Another Silly Education Fad

I am a conservative and a public school teacher. There are a few of us. I became a teacher after a stint in the Army JAG Corps and eleven years of private practice as an attorney. When I switched careers, I was a partner in a well-regarded Maryland law firm. I made good money, and like any partner in a law firm, my performance (and those of my partners) dictated success and income. 

As a teacher, I've been evaluated much like I was in the Army, by a supervisor who observes my work and provides a mostly boilerplate rating at the end of the year. In the Army, almost all officers are rated highly (an officer with even an "average" rating is a complete flop.) In my school system, teachers are rated as "satisfactory," "in need of improvement," or "unsatisfactory." Needless to say, an overwhelming number of teachers earn a satisfactory rating, even though, as in any such system, some should not. In the view of many, those teachers who slip through the system are the prime culprits for the ills of public education.

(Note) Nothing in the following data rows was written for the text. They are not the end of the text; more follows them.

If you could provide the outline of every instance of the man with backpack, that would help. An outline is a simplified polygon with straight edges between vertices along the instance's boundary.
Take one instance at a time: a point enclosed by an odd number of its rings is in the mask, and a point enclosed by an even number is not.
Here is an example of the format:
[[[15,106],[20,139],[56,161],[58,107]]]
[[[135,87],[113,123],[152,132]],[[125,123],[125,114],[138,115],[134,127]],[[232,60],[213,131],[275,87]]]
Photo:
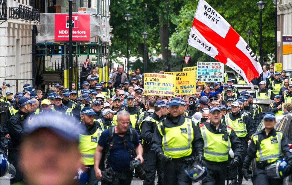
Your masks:
[[[144,172],[139,170],[144,161],[143,149],[137,132],[129,127],[130,114],[122,111],[117,115],[117,125],[104,131],[98,140],[94,156],[95,175],[105,184],[130,185],[133,168],[136,173]]]

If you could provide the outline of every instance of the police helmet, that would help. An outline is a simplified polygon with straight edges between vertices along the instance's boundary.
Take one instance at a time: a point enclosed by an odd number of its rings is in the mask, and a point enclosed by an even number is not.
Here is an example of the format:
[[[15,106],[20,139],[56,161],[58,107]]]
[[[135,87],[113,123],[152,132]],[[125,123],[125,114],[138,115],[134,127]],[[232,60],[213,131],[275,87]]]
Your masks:
[[[13,165],[8,161],[5,155],[0,154],[0,169],[1,177],[5,176],[9,178],[12,178],[16,174],[16,170]]]
[[[87,184],[89,180],[88,175],[86,172],[80,168],[77,170],[77,175],[74,179],[78,180],[79,184],[81,185]]]
[[[288,165],[285,159],[279,159],[266,167],[265,171],[270,178],[284,178],[286,176],[284,171]]]
[[[196,161],[193,164],[187,166],[184,171],[193,181],[196,182],[201,181],[207,176],[207,168],[202,166]]]

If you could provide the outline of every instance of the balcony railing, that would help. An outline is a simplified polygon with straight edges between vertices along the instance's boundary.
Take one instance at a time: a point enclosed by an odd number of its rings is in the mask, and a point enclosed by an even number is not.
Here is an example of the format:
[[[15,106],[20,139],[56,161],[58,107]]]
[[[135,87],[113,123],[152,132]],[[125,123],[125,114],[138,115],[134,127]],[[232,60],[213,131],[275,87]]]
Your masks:
[[[31,8],[22,4],[18,7],[9,7],[8,18],[21,19],[31,21],[39,21],[40,12],[37,9]]]
[[[7,20],[7,0],[0,0],[0,20]]]

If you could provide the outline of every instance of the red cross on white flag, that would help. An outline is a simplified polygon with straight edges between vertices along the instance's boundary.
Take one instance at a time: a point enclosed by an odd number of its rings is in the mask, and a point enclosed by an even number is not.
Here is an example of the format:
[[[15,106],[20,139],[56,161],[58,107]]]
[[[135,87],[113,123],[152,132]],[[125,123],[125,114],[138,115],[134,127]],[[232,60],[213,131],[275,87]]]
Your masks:
[[[233,69],[249,85],[263,72],[247,43],[204,0],[199,1],[188,43]]]

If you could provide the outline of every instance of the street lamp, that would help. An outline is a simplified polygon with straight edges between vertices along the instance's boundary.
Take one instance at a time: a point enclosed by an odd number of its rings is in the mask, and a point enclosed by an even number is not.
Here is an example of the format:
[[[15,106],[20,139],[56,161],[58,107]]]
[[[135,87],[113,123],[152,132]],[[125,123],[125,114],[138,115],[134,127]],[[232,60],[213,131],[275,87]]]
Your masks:
[[[248,30],[247,31],[247,33],[248,36],[248,45],[250,47],[250,36],[253,35],[253,32],[250,30],[250,28],[248,29]]]
[[[277,63],[277,5],[280,2],[280,0],[273,0],[275,4],[275,63]]]
[[[124,15],[124,18],[127,21],[127,75],[129,77],[129,21],[131,19],[131,17],[132,16],[130,14],[128,13],[128,11],[127,10],[127,14]],[[125,64],[126,66],[126,64]]]
[[[264,65],[264,58],[263,58],[263,48],[262,48],[262,11],[264,8],[264,5],[266,4],[266,3],[262,1],[261,0],[260,1],[256,3],[256,4],[258,5],[258,7],[259,8],[260,11],[260,56],[261,58],[260,58],[261,60],[261,66],[262,67]],[[262,73],[261,75],[261,81],[263,80],[263,73]]]
[[[142,33],[142,36],[144,39],[144,73],[147,73],[147,48],[146,46],[146,39],[148,34],[146,30]]]

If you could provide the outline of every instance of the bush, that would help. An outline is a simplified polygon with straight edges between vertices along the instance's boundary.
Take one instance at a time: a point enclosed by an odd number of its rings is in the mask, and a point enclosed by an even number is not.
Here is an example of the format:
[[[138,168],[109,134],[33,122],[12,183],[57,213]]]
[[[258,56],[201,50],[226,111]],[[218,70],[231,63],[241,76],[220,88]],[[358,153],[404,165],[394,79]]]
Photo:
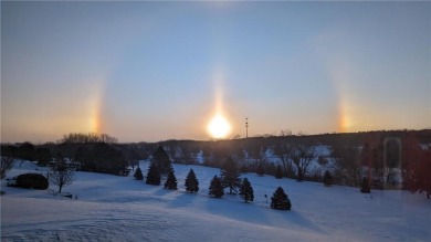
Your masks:
[[[278,187],[271,198],[271,208],[276,210],[291,210],[292,203],[282,187]]]
[[[48,178],[40,173],[22,173],[17,177],[17,182],[13,187],[18,188],[33,188],[38,190],[48,189]]]
[[[323,182],[326,187],[330,187],[334,183],[334,178],[333,175],[329,172],[329,170],[325,171]]]
[[[362,181],[360,182],[360,192],[371,193],[371,189],[369,187],[368,179],[365,177],[362,178]]]

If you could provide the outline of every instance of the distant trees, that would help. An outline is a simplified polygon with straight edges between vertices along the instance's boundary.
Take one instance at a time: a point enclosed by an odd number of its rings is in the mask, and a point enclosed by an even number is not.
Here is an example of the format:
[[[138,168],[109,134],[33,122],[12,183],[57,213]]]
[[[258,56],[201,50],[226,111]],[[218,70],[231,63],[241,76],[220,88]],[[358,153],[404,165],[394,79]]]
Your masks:
[[[45,190],[49,187],[46,177],[41,173],[21,173],[12,187]]]
[[[83,171],[120,175],[128,166],[122,150],[106,143],[80,145],[74,157]]]
[[[406,188],[431,199],[431,148],[421,147],[417,137],[408,136],[402,154],[407,162],[402,177]]]
[[[59,186],[59,193],[62,192],[63,187],[74,181],[74,171],[66,166],[62,154],[57,154],[55,162],[51,165],[50,181]]]
[[[361,180],[359,150],[356,147],[336,144],[332,147],[334,180],[340,185],[358,187]]]
[[[6,172],[12,169],[14,164],[13,147],[1,146],[0,179],[6,177]]]
[[[229,188],[229,193],[232,194],[232,191],[236,192],[236,189],[241,186],[240,179],[240,169],[238,165],[233,161],[232,158],[228,158],[223,164],[221,170],[221,180],[224,188]]]
[[[193,169],[190,169],[189,173],[187,175],[185,187],[186,187],[186,191],[190,193],[199,191],[199,181],[196,178]]]
[[[214,176],[212,178],[208,194],[213,198],[221,198],[224,196],[224,188],[219,177]]]
[[[294,177],[294,166],[293,166],[294,146],[286,141],[280,141],[274,146],[273,152],[276,157],[281,159],[286,176],[288,178],[293,178]]]
[[[253,201],[254,193],[253,188],[249,181],[249,179],[244,178],[244,180],[241,183],[240,187],[240,196],[244,199],[244,202],[248,203],[249,201]]]
[[[259,164],[257,164],[256,173],[257,173],[259,176],[265,175],[265,167],[263,166],[262,162],[259,162]]]
[[[1,165],[0,165],[0,179],[3,179],[6,177],[6,172],[8,172],[13,167],[14,158],[13,157],[1,157]]]
[[[143,171],[140,170],[140,167],[138,167],[134,173],[134,177],[136,180],[144,180]]]
[[[282,187],[278,187],[271,197],[271,208],[276,210],[291,210],[291,200]]]
[[[177,178],[175,177],[174,168],[171,168],[168,172],[168,178],[165,182],[165,189],[177,190]]]
[[[149,167],[148,167],[147,181],[146,181],[146,183],[147,183],[147,185],[159,186],[160,182],[161,182],[160,180],[161,180],[161,178],[160,178],[159,169],[157,168],[156,162],[153,160],[153,161],[149,164]]]
[[[308,172],[308,166],[314,158],[316,152],[313,146],[309,145],[297,145],[293,155],[293,164],[296,166],[297,180],[303,181],[305,175]]]
[[[106,135],[106,134],[96,134],[96,133],[71,133],[64,135],[63,138],[59,140],[61,144],[95,144],[95,143],[105,143],[105,144],[116,144],[117,138]]]
[[[171,161],[164,147],[159,146],[153,154],[153,162],[156,165],[161,177],[166,177],[169,173]]]
[[[329,170],[326,170],[323,178],[323,183],[327,187],[330,187],[334,183],[333,175]]]
[[[364,177],[361,182],[360,182],[360,192],[362,192],[362,193],[370,193],[371,192],[368,179],[366,177]]]
[[[275,171],[275,178],[276,179],[282,179],[283,178],[282,166],[280,166],[280,165],[277,165],[277,169]]]

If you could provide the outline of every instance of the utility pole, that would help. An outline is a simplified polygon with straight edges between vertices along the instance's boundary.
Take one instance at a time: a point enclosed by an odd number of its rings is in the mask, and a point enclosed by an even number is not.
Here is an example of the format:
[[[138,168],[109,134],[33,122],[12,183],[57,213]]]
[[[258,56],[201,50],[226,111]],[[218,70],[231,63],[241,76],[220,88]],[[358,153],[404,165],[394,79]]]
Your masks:
[[[249,118],[245,118],[245,138],[249,138]]]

As P.J. O'Rourke points out, public education in this country has a rather long and sad history, marked by underperforming students, increasing costs, fads, and almost endless bouts of reform that seem to get nowhere. The education scholar and historian Diane Ravitch, once one of the country's most prominent education "reformers," recently threw in the towel, too, though coming to the opposite conclusion of O'Rourke, accepting that the current system, however dysfunctional, is probably the best we can do. 

But while O'Rourke and Ravitch have in their own way given up, the public education system is once again being assailed by reformers, led by President Obama and Arne Duncan, first basketball bud and new Secretary of Education. They are assisted in this challenge by a legion of do-gooder Ivy-Leaguers, many of them veterans of Teach for America, and their focus is on teaching. 

Teach for America has become something of the Peace Corps of the new millennium, with better pay and nicer toilets. After a couple of years teaching in an urban school, 40% of these dedicated educators high-tail it for still better pay and yet nicer toilets. After five years, 80% abandon the classroom -- those that remain in education trend towards leadership and policy positions, where their zeal for reform earns even bigger bucks, publicity, and in some cases, hero-worship. They are, of course, exemplified by D.C. schools chancellor Michelle Rhee.

Rhee's recent firing of hundreds of D.C. teachers may cheer some conservatives. It certainly warms the hearts of the Washington Post's editorial board, which has supported Rhee through thick and thin. Perhaps education reform makes for strange bedfellows. At any rate, much of the underlying rationale for the firings appears to rest on conservative principles of accountability in that the evaluation system, dubbed IMPACT, is based on so-called value-added statistical models, in which teacher evaluations are tied to student performance on standardized tests. 

The problem with rating performance among educators, the military, or for pretty much any governmental job is that unlike in the private economy, there is no bottom line. The market cannot tell us how well a teacher, officer, or bureaucrat is performing, and so we rely on supervisory opinions, which can be marred by favoritism, politics, policy, or downright incompetence.  

Value-added systems are attractive to some conservatives because they seem to mimic "the market." That is, they supposedly provide a bottom line, a kind of profit/loss balance sheet against which teachers can be fairly judged. 

But this is a chimera. It's like rating a salesman not on how many cars he sells, but on how well the purchasers drive them. In reality, value-added systems have more in common with Marxist-Leninist economic hocus-pocus than the invisible hand. Faceless statisticians produce a product that is complex, opaque, and too eccentric for ordinary mortals to understand -- and on top of that, just plain wrong much of the time. 

A recent study prepared for the Department of Education shows that these systems tend to be wrong 35% of the time evaluating a teacher after one year, and still wrong 25% of the time after three years. Think what you will about teachers, but it's fundamentally wrong to end someone's career based on a complex statistical model that's wrong anywhere from one-quarter to one-third of the time. And if it's good enough for teachers, one day it might be good enough for you.

From a conservative perspective, this sort of complex, incomprehensible "evaluation" is just the kind of charlatanism that underlies leftist-liberal cant about global warming and 2,000-page legislative solutions to various other crises like health care, energy policy, and financial regulation. The fact that a lot of public-school teachers and their unions support these very policies doesn't mean that equally wrongheaded ideas as applied to them are right, even if it seems just desserts.

So what is the solution to our pubic education "crisis"? I don't know. Bad teachers are certainly a part of the problem, but I think a relatively small one in the entire universe of the mess. Detecting these underperformers is never going to be easy, but it can be done without resort to faddish reliance on bad science. And let's be honest: Unions are there to protect teachers, not students, and it would be absurd if it were otherwise. Students have plenty of advocates, beginning with mom and dad. Come to think of it, from a conservative perspective, that really is the heart of the matter.